Sahara started to kiss me properly, as if it had been all he was waiting for in his life. I was basically frozen. This was so wrong. What to do, what to do. Run? Hide? Jump? Bite him? Kiss him back?
Bite him. Kiss him back. Bite him. Kiss him back.
Oi, what a day.
Of course, I chose to kiss him back, naturally. But that's just who I am.
I'd had no experience at all, so Sahara was the seme and I was uke. Hey, stop laughing! Anyway… he was soft and gentle, his lips grazing over mine as if he, too, was un-experienced. He knocked off my hat, which I would normally be pissed at him about, but then I couldn't really care less. His hands played with my hair while I held him close by the waist.
The kiss did not last very long, for the boss came back in, grumbling, glancing at us and our positions, then giving me my bag back. He stomped out of the room.
Wuahahaha! I told you I didn't have it!
Sahara hit me in the face with a brown envelope that suspiciously fit the description of the missing one. "Hey, what the hell Sahara? You had it?"

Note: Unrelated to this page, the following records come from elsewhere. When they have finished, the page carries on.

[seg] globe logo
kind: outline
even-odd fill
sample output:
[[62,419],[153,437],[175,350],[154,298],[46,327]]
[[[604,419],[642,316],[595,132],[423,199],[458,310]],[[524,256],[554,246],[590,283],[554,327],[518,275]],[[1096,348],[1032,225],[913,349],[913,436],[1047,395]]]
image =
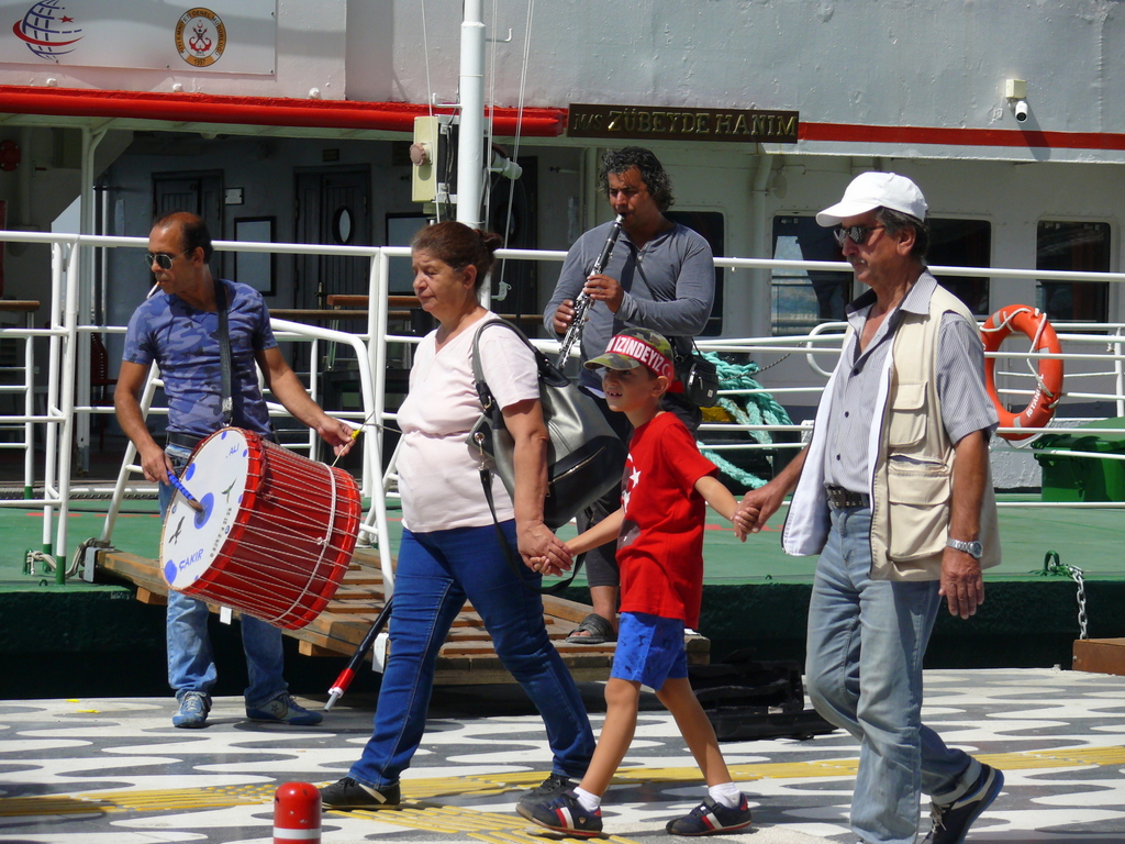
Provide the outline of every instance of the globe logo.
[[62,0],[40,0],[11,29],[35,55],[50,61],[73,53],[73,45],[82,41],[82,30],[66,15]]

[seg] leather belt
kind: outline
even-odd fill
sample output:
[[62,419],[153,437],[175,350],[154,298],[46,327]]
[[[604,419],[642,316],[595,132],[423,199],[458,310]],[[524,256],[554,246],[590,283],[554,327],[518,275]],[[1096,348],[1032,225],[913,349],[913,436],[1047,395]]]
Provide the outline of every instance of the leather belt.
[[164,440],[165,446],[179,446],[181,448],[194,449],[202,438],[194,433],[181,433],[180,431],[169,431]]
[[843,486],[825,485],[828,494],[828,503],[834,508],[866,508],[871,506],[871,497],[866,493],[854,493]]

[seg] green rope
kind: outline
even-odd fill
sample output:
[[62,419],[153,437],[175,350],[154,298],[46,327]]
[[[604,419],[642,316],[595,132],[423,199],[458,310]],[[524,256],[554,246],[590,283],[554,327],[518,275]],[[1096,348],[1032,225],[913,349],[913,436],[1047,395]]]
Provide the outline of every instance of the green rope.
[[[762,389],[762,385],[752,377],[760,369],[757,363],[753,361],[749,363],[731,363],[714,352],[703,352],[703,357],[716,365],[720,389]],[[777,404],[777,399],[768,393],[753,393],[747,396],[740,396],[740,398],[744,399],[741,405],[728,396],[720,396],[717,406],[722,407],[735,422],[742,425],[793,424],[785,408]],[[773,442],[770,431],[748,431],[747,433],[759,443]],[[745,484],[752,490],[765,486],[766,482],[757,475],[735,466],[730,460],[708,449],[702,442],[699,446],[703,456],[718,466],[722,474],[740,484]]]

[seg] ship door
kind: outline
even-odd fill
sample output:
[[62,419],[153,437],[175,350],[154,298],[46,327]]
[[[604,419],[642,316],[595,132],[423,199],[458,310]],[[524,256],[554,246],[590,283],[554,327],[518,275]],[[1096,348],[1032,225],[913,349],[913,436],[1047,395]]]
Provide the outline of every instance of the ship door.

"Yup." Sahara smiled that smile and stepped away from me. "I had to do something to stop him from finding our I hid it in your bag-"
"You hid it in my bag…?" I asked coolly.
"Yeah but it was all…" Sahara trailed off.
I advance towards him.
This may be the most pointless fan fic I've ever written. :|
Kaiji x Sahara is a nice pairing … but not when I write it.
Wah. D: Someone else write a KaijixSahara fan fic please !!